Recently a client needed a single CISCO server delivered to their remote office in Kathmandu. The customs clearance process in Nepal is complex and needs to be carefully managed. There are numerous complexities in the documentation needed as well as the clearance process itself. Navigating their system can be as difficult and daunting as traversing the country’s famous mountain ranges. Standard importer of record (IOR) processes typically involve a local trading company importing the equipment under their tax code and then transferring ownership of the goods to the end user.
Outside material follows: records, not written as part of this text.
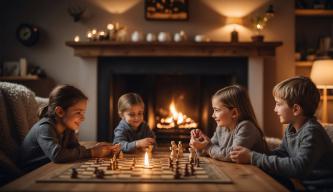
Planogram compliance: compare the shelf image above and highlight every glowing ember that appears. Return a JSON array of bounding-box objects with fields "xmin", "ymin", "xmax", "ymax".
[
  {"xmin": 157, "ymin": 101, "xmax": 198, "ymax": 129},
  {"xmin": 143, "ymin": 151, "xmax": 149, "ymax": 168}
]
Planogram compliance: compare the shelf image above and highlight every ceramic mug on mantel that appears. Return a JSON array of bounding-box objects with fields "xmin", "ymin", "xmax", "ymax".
[
  {"xmin": 131, "ymin": 31, "xmax": 144, "ymax": 42},
  {"xmin": 157, "ymin": 32, "xmax": 172, "ymax": 42},
  {"xmin": 146, "ymin": 33, "xmax": 157, "ymax": 42}
]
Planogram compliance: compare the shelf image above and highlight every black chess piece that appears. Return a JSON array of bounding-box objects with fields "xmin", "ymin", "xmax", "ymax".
[
  {"xmin": 94, "ymin": 167, "xmax": 98, "ymax": 175},
  {"xmin": 196, "ymin": 158, "xmax": 200, "ymax": 167},
  {"xmin": 191, "ymin": 164, "xmax": 195, "ymax": 175},
  {"xmin": 96, "ymin": 170, "xmax": 105, "ymax": 179},
  {"xmin": 71, "ymin": 168, "xmax": 78, "ymax": 179},
  {"xmin": 184, "ymin": 163, "xmax": 190, "ymax": 177},
  {"xmin": 174, "ymin": 167, "xmax": 182, "ymax": 179}
]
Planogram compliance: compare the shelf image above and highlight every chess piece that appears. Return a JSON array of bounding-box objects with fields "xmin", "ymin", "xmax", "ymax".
[
  {"xmin": 132, "ymin": 157, "xmax": 136, "ymax": 167},
  {"xmin": 71, "ymin": 168, "xmax": 78, "ymax": 179},
  {"xmin": 118, "ymin": 150, "xmax": 124, "ymax": 159},
  {"xmin": 147, "ymin": 145, "xmax": 154, "ymax": 159},
  {"xmin": 96, "ymin": 170, "xmax": 105, "ymax": 179},
  {"xmin": 174, "ymin": 167, "xmax": 182, "ymax": 179},
  {"xmin": 191, "ymin": 164, "xmax": 195, "ymax": 175},
  {"xmin": 169, "ymin": 157, "xmax": 173, "ymax": 170},
  {"xmin": 188, "ymin": 147, "xmax": 197, "ymax": 164},
  {"xmin": 196, "ymin": 157, "xmax": 200, "ymax": 167},
  {"xmin": 177, "ymin": 141, "xmax": 183, "ymax": 158},
  {"xmin": 170, "ymin": 141, "xmax": 178, "ymax": 160},
  {"xmin": 94, "ymin": 167, "xmax": 98, "ymax": 175},
  {"xmin": 184, "ymin": 163, "xmax": 190, "ymax": 177}
]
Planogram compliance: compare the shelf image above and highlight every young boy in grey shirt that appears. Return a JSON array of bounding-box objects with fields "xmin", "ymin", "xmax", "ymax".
[{"xmin": 230, "ymin": 77, "xmax": 333, "ymax": 190}]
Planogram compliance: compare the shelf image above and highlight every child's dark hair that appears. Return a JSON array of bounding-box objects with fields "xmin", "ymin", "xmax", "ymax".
[
  {"xmin": 273, "ymin": 76, "xmax": 320, "ymax": 117},
  {"xmin": 39, "ymin": 85, "xmax": 88, "ymax": 118},
  {"xmin": 118, "ymin": 93, "xmax": 144, "ymax": 117},
  {"xmin": 213, "ymin": 85, "xmax": 268, "ymax": 152}
]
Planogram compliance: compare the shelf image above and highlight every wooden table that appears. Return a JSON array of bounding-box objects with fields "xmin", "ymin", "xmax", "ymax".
[{"xmin": 0, "ymin": 142, "xmax": 288, "ymax": 192}]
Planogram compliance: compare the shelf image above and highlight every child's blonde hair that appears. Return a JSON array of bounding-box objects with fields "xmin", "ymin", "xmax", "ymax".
[
  {"xmin": 273, "ymin": 76, "xmax": 320, "ymax": 117},
  {"xmin": 118, "ymin": 93, "xmax": 144, "ymax": 117},
  {"xmin": 213, "ymin": 85, "xmax": 268, "ymax": 151}
]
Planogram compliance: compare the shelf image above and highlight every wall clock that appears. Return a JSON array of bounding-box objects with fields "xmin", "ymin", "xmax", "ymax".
[{"xmin": 16, "ymin": 24, "xmax": 39, "ymax": 46}]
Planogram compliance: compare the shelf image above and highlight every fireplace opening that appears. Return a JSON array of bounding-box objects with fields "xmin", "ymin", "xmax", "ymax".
[{"xmin": 98, "ymin": 57, "xmax": 248, "ymax": 143}]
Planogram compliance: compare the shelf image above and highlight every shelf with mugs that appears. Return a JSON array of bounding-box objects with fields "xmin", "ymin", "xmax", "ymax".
[
  {"xmin": 295, "ymin": 9, "xmax": 333, "ymax": 17},
  {"xmin": 296, "ymin": 61, "xmax": 313, "ymax": 68},
  {"xmin": 0, "ymin": 75, "xmax": 40, "ymax": 81}
]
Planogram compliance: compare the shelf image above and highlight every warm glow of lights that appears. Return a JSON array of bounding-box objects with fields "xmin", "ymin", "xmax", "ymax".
[
  {"xmin": 74, "ymin": 35, "xmax": 80, "ymax": 42},
  {"xmin": 143, "ymin": 151, "xmax": 149, "ymax": 168},
  {"xmin": 106, "ymin": 23, "xmax": 114, "ymax": 31},
  {"xmin": 99, "ymin": 31, "xmax": 105, "ymax": 36},
  {"xmin": 157, "ymin": 101, "xmax": 198, "ymax": 129},
  {"xmin": 93, "ymin": 0, "xmax": 140, "ymax": 14},
  {"xmin": 202, "ymin": 0, "xmax": 269, "ymax": 17}
]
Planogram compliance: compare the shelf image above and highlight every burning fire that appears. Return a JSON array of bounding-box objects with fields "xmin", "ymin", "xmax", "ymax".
[
  {"xmin": 143, "ymin": 151, "xmax": 149, "ymax": 168},
  {"xmin": 157, "ymin": 101, "xmax": 198, "ymax": 129}
]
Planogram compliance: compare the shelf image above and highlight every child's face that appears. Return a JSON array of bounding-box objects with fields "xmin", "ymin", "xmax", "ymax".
[
  {"xmin": 274, "ymin": 97, "xmax": 294, "ymax": 124},
  {"xmin": 122, "ymin": 104, "xmax": 144, "ymax": 128},
  {"xmin": 212, "ymin": 98, "xmax": 237, "ymax": 128},
  {"xmin": 60, "ymin": 100, "xmax": 87, "ymax": 131}
]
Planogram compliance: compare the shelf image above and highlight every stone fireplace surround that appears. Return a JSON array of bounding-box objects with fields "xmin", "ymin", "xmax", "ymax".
[{"xmin": 66, "ymin": 41, "xmax": 282, "ymax": 140}]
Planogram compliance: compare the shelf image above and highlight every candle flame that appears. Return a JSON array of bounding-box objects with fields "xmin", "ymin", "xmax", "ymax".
[{"xmin": 144, "ymin": 151, "xmax": 149, "ymax": 168}]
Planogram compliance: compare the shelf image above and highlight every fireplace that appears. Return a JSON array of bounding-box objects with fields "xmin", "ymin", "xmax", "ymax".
[
  {"xmin": 66, "ymin": 41, "xmax": 282, "ymax": 141},
  {"xmin": 98, "ymin": 57, "xmax": 248, "ymax": 143}
]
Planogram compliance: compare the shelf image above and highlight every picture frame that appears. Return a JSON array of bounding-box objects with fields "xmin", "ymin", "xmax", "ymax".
[
  {"xmin": 3, "ymin": 61, "xmax": 20, "ymax": 76},
  {"xmin": 145, "ymin": 0, "xmax": 189, "ymax": 21}
]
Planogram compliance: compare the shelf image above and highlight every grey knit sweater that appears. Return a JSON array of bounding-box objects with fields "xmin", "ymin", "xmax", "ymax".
[
  {"xmin": 20, "ymin": 118, "xmax": 91, "ymax": 170},
  {"xmin": 205, "ymin": 121, "xmax": 265, "ymax": 161},
  {"xmin": 251, "ymin": 118, "xmax": 333, "ymax": 185}
]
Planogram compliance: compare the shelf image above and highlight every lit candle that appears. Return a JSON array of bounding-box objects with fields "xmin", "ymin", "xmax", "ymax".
[
  {"xmin": 106, "ymin": 23, "xmax": 114, "ymax": 31},
  {"xmin": 74, "ymin": 35, "xmax": 80, "ymax": 42},
  {"xmin": 98, "ymin": 31, "xmax": 105, "ymax": 40},
  {"xmin": 143, "ymin": 151, "xmax": 150, "ymax": 169},
  {"xmin": 87, "ymin": 31, "xmax": 92, "ymax": 40}
]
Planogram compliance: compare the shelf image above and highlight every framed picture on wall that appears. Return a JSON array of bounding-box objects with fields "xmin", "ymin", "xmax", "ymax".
[{"xmin": 145, "ymin": 0, "xmax": 189, "ymax": 21}]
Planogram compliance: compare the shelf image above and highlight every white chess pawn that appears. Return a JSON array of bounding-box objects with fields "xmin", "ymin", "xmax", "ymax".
[
  {"xmin": 177, "ymin": 141, "xmax": 183, "ymax": 158},
  {"xmin": 147, "ymin": 145, "xmax": 153, "ymax": 159},
  {"xmin": 119, "ymin": 150, "xmax": 124, "ymax": 159},
  {"xmin": 188, "ymin": 147, "xmax": 197, "ymax": 163},
  {"xmin": 170, "ymin": 141, "xmax": 178, "ymax": 160}
]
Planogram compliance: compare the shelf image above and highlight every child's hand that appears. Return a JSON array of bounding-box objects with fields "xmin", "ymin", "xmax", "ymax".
[
  {"xmin": 135, "ymin": 137, "xmax": 155, "ymax": 149},
  {"xmin": 91, "ymin": 144, "xmax": 113, "ymax": 157},
  {"xmin": 191, "ymin": 129, "xmax": 202, "ymax": 138},
  {"xmin": 230, "ymin": 146, "xmax": 252, "ymax": 164},
  {"xmin": 110, "ymin": 143, "xmax": 120, "ymax": 154}
]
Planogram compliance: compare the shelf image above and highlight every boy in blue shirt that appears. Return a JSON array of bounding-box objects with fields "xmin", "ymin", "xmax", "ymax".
[{"xmin": 230, "ymin": 77, "xmax": 333, "ymax": 190}]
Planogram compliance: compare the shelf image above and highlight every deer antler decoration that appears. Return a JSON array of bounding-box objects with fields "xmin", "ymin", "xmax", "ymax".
[{"xmin": 67, "ymin": 5, "xmax": 86, "ymax": 22}]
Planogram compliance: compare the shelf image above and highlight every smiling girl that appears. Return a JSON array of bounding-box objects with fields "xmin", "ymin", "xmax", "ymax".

In Nepal however, the IOR process is more complicated. In order to successfully execute a clearance, the equipment being shipped must go through a process that simulates a commercial transaction. In this case, the FGX’s IOR team arranged for the purchase of the equipment in Nepal using a Telex Transfer. FGX wired funds equal to the purchase price of the equipment to our local team. FGX then wired the funds from Nepal, back to our client in NYC, closing the loop on the simulated transaction. For shipments with large invoice values, FGX would require the client to make the purchase funds available before shipping. In this case, FGX wired the funds on our client’s behalf to expedite the process. The client then returned these funds to FGX post-delivery.
FGX’s operations team determined a flight routing that minimized transit friction and tendered on a direct flight to Kathmandu via HKG and arrived within 3 days. Equipment datasheets, eletro-mechanical certifications, ECCN numbers and HS codes were all procured by FGX during the pre-shipment clearance simulation. Our diligence in ensuring accurate customs paperwork ahead of time allowed for the shipment to be cleared and delivered within 5 business days of arriving in Nepal.